1950 - 1959
“De Kroniek van Driek”
Bakel en Milheeze 1950-1959
Bakel 1950.
Uit “Brabants Heem” jaargang 1950, pagina 68.
DE BAKELSE PEEL.
Een groot stuk van de uitgestrekte peelvlakte stond van ouds bekend als de Bakelse Peel. Hij strekte uit van af het gehucht Scheepstal onder Aarle en Bakel, en verder tussen de dorpen Aarle, Gemert. Deurne en Vlierden tot aan het gehucht Kruisschot onder Helmond. Op 1 Maart 1326 werd dit stuk peel door Hertog Jan van Brabant verkocht aan de lieden van Bakel en Aarle, die per 1 Juni d.a.v. het medegebruik er van verkochten aan die van Helmond.
Het ligt voor de hand, dat tussen de drie gemeenten meermalen onderlinge moeilijkheden en processen over hun gemeenschappelijk peelbezit ontstonden. De bestuurders der drie gemeenten kwamen daarom in 1463 overeen, dat zij elk jaar
’s Zondags na St. Geertruidendag aan de kerk van Bakel zouden bijeenkomen, om voor de tijd van 1 jaar elk 3 hunner mannen te kiezen, die gezamenlijk zouden bepalen, op welke wijze het stuk peel zou beheerd worden. Wat de gekozen negen mannen zouden vaststellen, zou in de kerken van Bakel, Aarle en Helmond worden afgekondigd en de kaarten, die van het stuk peel gemaakt waren of nog zouden gemaakt worden, moesten in een kist of komme gelegd worden, waarvan elk drietal der z.g. negenmannen een ongelijk werkende sleutel zou hebben.

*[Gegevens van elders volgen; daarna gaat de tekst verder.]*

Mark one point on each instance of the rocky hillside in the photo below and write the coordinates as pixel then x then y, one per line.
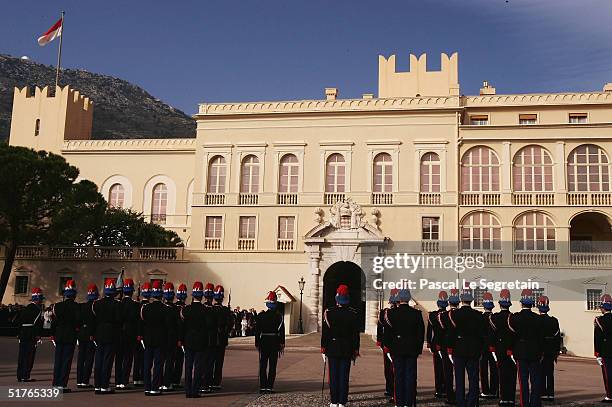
pixel 121 110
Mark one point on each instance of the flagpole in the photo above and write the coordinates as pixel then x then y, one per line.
pixel 59 52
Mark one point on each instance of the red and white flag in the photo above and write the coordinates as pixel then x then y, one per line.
pixel 53 32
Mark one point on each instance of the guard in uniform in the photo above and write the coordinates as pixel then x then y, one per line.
pixel 489 375
pixel 435 343
pixel 528 349
pixel 270 342
pixel 145 291
pixel 225 321
pixel 106 312
pixel 380 335
pixel 181 296
pixel 87 348
pixel 469 329
pixel 154 340
pixel 603 344
pixel 65 327
pixel 172 323
pixel 448 339
pixel 30 321
pixel 194 337
pixel 130 318
pixel 552 347
pixel 404 342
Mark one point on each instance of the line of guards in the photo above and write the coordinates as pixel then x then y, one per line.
pixel 156 335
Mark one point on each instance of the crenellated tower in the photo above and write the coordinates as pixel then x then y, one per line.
pixel 43 122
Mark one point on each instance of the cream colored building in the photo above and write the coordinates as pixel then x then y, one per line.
pixel 269 192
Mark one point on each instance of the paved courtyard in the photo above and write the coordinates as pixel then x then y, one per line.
pixel 299 379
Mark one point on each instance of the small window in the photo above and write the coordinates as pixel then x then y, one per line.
pixel 479 120
pixel 21 285
pixel 528 118
pixel 593 298
pixel 62 284
pixel 578 117
pixel 431 228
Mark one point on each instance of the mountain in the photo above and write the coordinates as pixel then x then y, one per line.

Toch ontstonden ook later tussen de drie gemeenten nog meermalen geschillen over de Bakelse peelvelden. Dikwijls echter ziet men de gezamenlijke drie gemeenten daarover in twist gewikkeld met een der omliggende dorpen. De “casus belli” was dan gewoonlijk het steken van turf, het weiden of schutten (opvangen) van vee, soms ook het afnemen van bijenkorven of veldvruchten.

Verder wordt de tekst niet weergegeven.